Das Lasso neigte sich aus der Luft nach unten, immer weiter. Fast hatte es das Pferd erreicht. Nur noch einen winzigen Moment. „Bleib bloß stehen, du Gaul!“, hoffte Ludwig inbrünstig. Jetzt war das Lasso an seinem Ziel angekommen, es legte sich wie eine Kette um den Pferdehals. Er hatte tatsächlich getroffen!
Wohlige Erleichterung durchströmte seinen Körper. Das bis soeben noch ungestüme Ungeheuer war genauso überrascht wie Ludwig, dass das Kunststück gelang.
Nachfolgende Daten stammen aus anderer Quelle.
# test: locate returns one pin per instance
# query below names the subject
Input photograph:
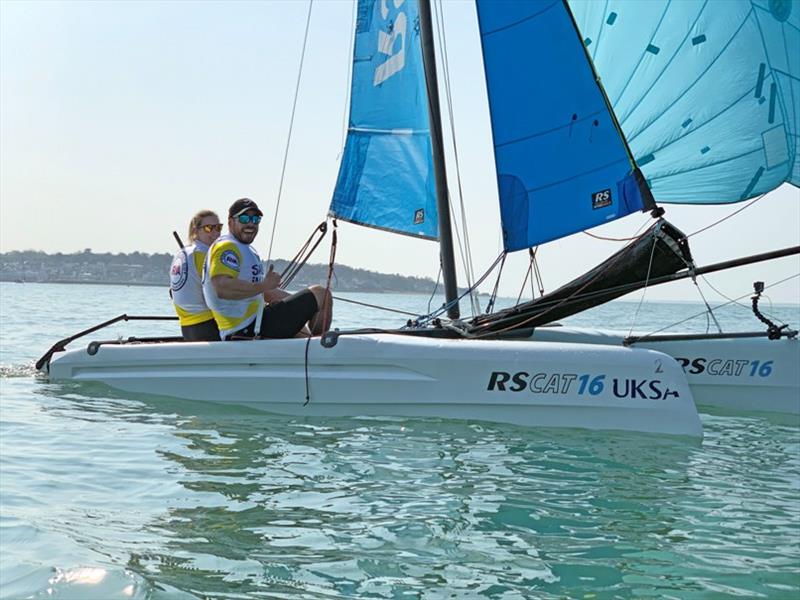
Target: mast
(439, 170)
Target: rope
(323, 308)
(348, 87)
(299, 261)
(733, 301)
(539, 280)
(490, 304)
(609, 239)
(376, 306)
(466, 255)
(424, 319)
(577, 294)
(435, 287)
(646, 282)
(291, 126)
(748, 205)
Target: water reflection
(259, 504)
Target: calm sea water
(105, 495)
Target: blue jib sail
(562, 166)
(386, 175)
(707, 92)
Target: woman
(186, 277)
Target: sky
(119, 120)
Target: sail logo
(601, 199)
(388, 44)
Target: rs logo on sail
(388, 44)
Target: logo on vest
(179, 271)
(230, 260)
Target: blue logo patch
(230, 260)
(179, 272)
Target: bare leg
(321, 321)
(275, 295)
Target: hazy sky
(119, 119)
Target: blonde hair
(196, 220)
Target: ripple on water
(106, 494)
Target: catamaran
(564, 164)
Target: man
(235, 286)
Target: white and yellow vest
(229, 256)
(186, 277)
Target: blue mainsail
(562, 166)
(706, 92)
(386, 175)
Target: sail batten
(562, 165)
(706, 92)
(386, 178)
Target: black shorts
(284, 319)
(207, 331)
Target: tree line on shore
(141, 268)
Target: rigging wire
(646, 283)
(435, 287)
(748, 205)
(536, 272)
(732, 301)
(345, 116)
(465, 250)
(291, 126)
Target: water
(106, 495)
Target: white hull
(548, 385)
(753, 374)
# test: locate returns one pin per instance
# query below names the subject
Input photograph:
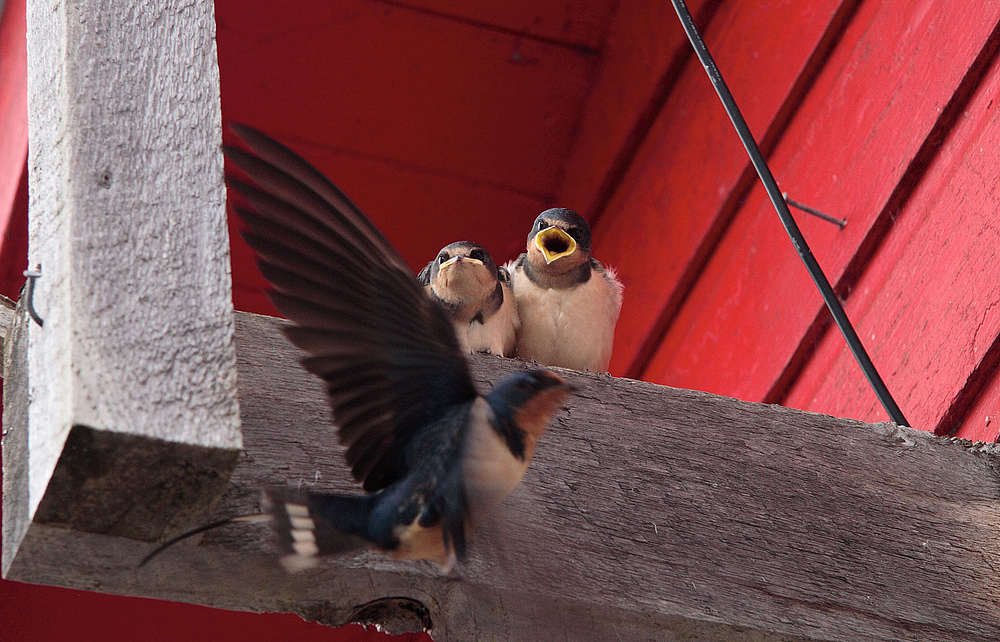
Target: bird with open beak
(476, 295)
(568, 302)
(434, 456)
Es machte keinen Versuch zu türmen. Nicht zu fest, aber bestimmt zog er das Seil an.
„Und jetzt?“, schoss es ihm durch den Kopf. Ein geglückter Lassowurf war das eine, ein Pferd zu bändigen etwas ganz anderes. Zum Glück schickte ihm der Himmel einen Retter. Wie aus dem Nichts stand da Anton neben ihm. Er ging auf das Pferd zu, fasste nach dem Lassoseil, das Ludwig immer noch fest in den Händen hielt und hangelte sich bis zum Zaumzeug des Tieres durch. Dort hatte er das Pferd im Griff und er beruhigte es, so gut er es vermochte. Kurz blickte er sich nach dem Lassowerfer um, stieß ein kaum wahrnehmbares „Danke“ hervor und führte das Pferd zügig weg von der Menge. Dann konnte nichts weiter passieren. Ludwig atmete durch.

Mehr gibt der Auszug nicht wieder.